KRAS Mutations Predict Colon Cancer Survival

Yoon and colleagues^[4] analyzed the effect of specific KRAS mutations in codons 12 and 13 on outcomes among 2165 colon cancer patients with documented BRAF wild-type malignancies who were enrolled in a phase 3 trial of adjuvant therapy with FOLFOX alone or plus cetuximab. Whereas other reports have noted the negative association between outcomes in KRAS mutation-positive cancers if patients are managed with cetuximab,^[5] the strength of the current study was the large sample size and the homogenous nature of the treated population with regard to disease stage and chemotherapy regimens used. (The treatment arms were combined for this analysis, as there was no evidence that KRASmutation status affected therapeutic outcome.^[6,7])

In this analysis, the investigators clearly demonstrated the negative impact on disease-free survival associated with the presence of codon 12 and 13 KRAS mutations vs KRAS wild-type. The 3-year disease-free survival rate was 68% in those with codon 12 KRAS mutations (P < .001) and 65% in those with a codon 13 KRAS mutation (P < .0032), but 77% in those with KRAS wild-type.

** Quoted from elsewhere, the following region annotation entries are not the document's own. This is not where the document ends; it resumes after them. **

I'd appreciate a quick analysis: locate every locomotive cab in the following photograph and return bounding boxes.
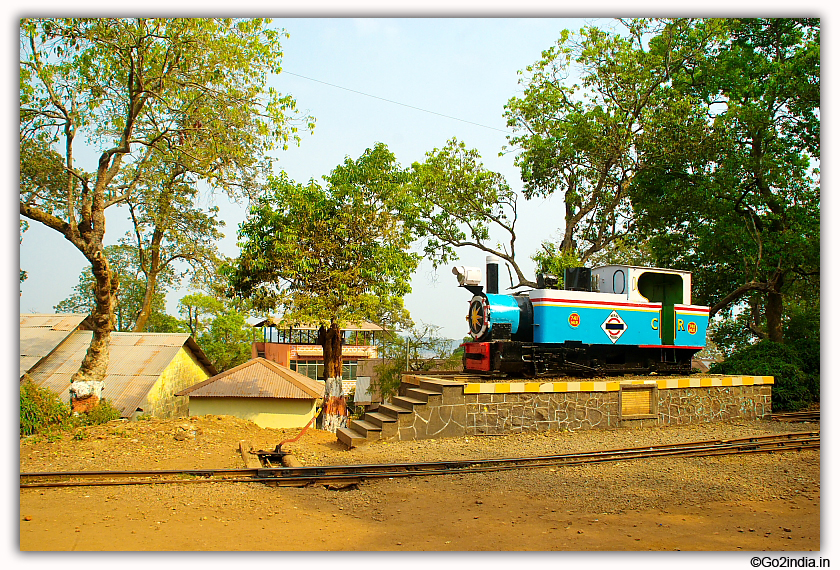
[453,256,709,376]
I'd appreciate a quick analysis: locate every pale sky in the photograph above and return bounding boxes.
[14,18,614,339]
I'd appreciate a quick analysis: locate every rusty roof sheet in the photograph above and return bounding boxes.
[20,313,87,331]
[25,331,216,416]
[176,358,324,400]
[20,313,87,376]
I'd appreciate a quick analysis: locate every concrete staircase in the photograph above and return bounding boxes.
[336,376,466,449]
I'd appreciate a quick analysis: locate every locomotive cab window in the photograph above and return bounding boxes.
[613,270,627,295]
[638,272,683,344]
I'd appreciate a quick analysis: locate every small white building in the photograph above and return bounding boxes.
[177,358,324,428]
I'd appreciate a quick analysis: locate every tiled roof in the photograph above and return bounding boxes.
[176,358,324,400]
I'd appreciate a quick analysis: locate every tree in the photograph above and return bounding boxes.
[633,18,820,342]
[371,323,462,398]
[20,18,312,385]
[505,20,712,263]
[126,159,225,332]
[19,220,29,295]
[223,143,419,431]
[410,139,536,287]
[53,244,175,332]
[179,293,257,372]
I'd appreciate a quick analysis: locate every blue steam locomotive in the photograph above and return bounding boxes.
[452,256,709,377]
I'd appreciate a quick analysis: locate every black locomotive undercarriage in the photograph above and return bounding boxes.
[464,341,699,378]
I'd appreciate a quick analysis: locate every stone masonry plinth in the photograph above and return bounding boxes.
[339,375,773,447]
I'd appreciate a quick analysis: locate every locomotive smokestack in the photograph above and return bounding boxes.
[487,255,501,293]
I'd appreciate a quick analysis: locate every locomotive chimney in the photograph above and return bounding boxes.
[487,255,501,293]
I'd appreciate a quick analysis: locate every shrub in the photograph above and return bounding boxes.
[79,400,122,426]
[709,340,819,411]
[20,376,121,439]
[20,377,70,435]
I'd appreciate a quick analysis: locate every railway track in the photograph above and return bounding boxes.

PIK3CA Mutations Predict Response to Aspirin in Colon Cancer Patients

Genetic testing in colon cancer patients can also be used to predict whether strategies to reduce the risk for recurrence might prove useful. Previously reported highly provocative retrospective data had suggested that patients with colon cancer possessing a mutation in PIK3CA who take aspirin regularly after their cancer diagnosis demonstrate a lower risk for cancer recurrence, but that aspirin use has no impact on tumors with wild-type PIK3.^[8]

Following on these data, Church and colleagues^[9] looked at the impact of aspirin use among 896 colon cancer patients who participated in a trial comparing rofecoxib with placebo after surgical removal of the cancer.^[10] They found that the presence of a PIK3CA mutation had no effect on outcome for patients who received rofecoxib. However, regular use of aspirin after the diagnosis of cancer was shown to substantially decrease the risk for relapse in PIK3CA-mutant cancer (hazard ratio, 0.11; P = .027) but not in the absence of such a mutation (hazard ratio, 0.92). These confirmatory findings, which the investigators further elaborated on in the full study results published in the Journal of Clinical Oncology,^[11] provide a strong rationale for examining colon cancers for the presence of PIK3CA mutations and considering long-term aspirin use if a mutation is discovered.

The Road Ahead

Although the reports discussed here must be considered preliminary until peer-reviewed publications are available, it is clear that these and other research programs in precision cancer medicine are rapidly altering our concepts of the optimal management of malignant disease. Such changes have the potential to rather substantially favorably affect the risk/benefit ratio associated with antineoplastic therapy.